Because global climate change is global, obviously, right? There’s no separate climate for western Virginia. There’s no separate climate for eastern Virginia. There’s no separate climate for Virginia or even the United States. There is just the climate, and it is global.

FERC’s job in doing a NEPA analysis, it has no way to determine what impact this particular pipeline is going to have on the entire globe. It doesn’t have that expertise.

Question: Energy policy can be very politicized. Opinions are often divided along partisan lines. How does FERC, as an independent agency, work within that political environment?

Answer: What we have to do is always remember — and I’ve tried to do this ever since I was a Virginia regulator — the people you’re out there working for are the public. 

Seventeen years on the Virginia commission, I always kept in mind I’m working for the Virginia public, the public interest in Virginia. Not special interests — the Virginia public.

I’ve got the same attitude at FERC. I’m working for the public, for the people who have to pay their monthly bills and need reliable power. And that’s what you do.

And fortunately, the whole time I was on the Virginia commission, my two colleagues had the same attitude: We’re here working for the public.
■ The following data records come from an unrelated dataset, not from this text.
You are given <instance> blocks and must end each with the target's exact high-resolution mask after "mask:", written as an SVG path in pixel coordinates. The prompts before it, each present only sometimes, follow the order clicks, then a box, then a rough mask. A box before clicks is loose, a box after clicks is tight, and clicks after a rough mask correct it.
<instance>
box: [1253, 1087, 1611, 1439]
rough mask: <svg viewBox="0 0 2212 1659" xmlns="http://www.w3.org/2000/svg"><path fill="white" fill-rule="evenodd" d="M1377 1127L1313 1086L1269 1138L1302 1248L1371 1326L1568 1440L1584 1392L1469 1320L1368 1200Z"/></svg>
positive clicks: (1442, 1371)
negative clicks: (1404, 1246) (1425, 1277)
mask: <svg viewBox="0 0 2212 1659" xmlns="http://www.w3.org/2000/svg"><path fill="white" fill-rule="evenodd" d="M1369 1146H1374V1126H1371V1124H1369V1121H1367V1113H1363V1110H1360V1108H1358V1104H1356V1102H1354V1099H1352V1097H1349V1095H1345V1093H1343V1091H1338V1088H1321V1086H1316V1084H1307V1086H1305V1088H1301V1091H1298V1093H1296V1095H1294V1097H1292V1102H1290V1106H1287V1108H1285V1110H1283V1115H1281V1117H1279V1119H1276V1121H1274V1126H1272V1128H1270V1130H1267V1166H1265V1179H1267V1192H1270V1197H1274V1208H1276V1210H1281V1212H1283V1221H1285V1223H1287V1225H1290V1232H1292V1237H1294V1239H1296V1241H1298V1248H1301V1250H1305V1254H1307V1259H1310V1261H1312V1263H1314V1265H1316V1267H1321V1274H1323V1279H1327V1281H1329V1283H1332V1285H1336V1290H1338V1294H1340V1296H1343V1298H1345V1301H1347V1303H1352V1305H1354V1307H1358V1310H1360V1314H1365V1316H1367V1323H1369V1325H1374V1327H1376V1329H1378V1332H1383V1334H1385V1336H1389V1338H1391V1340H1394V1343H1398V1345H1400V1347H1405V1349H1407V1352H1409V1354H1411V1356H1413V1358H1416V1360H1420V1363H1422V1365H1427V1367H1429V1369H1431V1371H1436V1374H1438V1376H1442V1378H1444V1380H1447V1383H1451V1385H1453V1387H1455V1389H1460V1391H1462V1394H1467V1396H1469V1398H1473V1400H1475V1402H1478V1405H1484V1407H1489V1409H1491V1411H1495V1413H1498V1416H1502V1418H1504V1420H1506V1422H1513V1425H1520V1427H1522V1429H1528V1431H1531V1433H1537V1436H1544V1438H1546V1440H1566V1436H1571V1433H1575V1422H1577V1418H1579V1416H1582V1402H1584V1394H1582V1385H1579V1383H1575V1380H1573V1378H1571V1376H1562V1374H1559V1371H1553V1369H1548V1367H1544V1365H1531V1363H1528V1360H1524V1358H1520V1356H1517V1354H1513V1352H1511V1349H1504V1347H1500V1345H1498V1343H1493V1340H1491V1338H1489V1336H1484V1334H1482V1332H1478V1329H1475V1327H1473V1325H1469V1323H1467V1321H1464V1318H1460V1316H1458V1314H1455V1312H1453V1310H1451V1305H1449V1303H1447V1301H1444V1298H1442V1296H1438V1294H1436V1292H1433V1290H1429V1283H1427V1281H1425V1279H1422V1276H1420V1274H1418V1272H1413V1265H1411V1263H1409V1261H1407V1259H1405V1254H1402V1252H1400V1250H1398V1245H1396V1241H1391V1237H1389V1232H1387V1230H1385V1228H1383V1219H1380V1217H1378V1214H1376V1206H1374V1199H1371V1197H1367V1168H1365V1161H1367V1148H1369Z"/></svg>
We’re not working for a party. We’re not working for a partisan interest. We’re here working for the public, and that was the case in the 17 years I was on the Virginia commission. 

And I’m very pleased right now on FERC we’ve got four other commissioners and everybody’s also dedicated to the public. It’s not about trying to push a partisan agenda or something like that.

Question: How did your time on the SCC prepare you for your work with FERC?

Answer: Tremendously invaluable. I spent 17 years on the Virginia commission, which to me is the gold standard for a state agency in all of America. The Virginia State Corporation Commission is a crown jewel of Virginia government.

The SCC is incredibly valuable and important to the Virginia business community, to the business climate that we have, and to everyday consumers.

The Virginia SCC regulates not only electric rates; it regulates banking, it regulates insurance, it regulates the securities industry.

The Virginia SCC is so valuable to Virginians, and most people don’t know what it does. I understand that. I do understand that, because most people just go about their lives.

But how did it prepare me to go on FERC? It was tremendously valuable. When you spend 17 years in the trenches, learning all the details about electric regulation — obviously that gave me a tremendous background and education in this whole electric regulation area.

So when I came to FERC, I was coming basically from the front line, because that’s where state regulators are — they’re on the front line.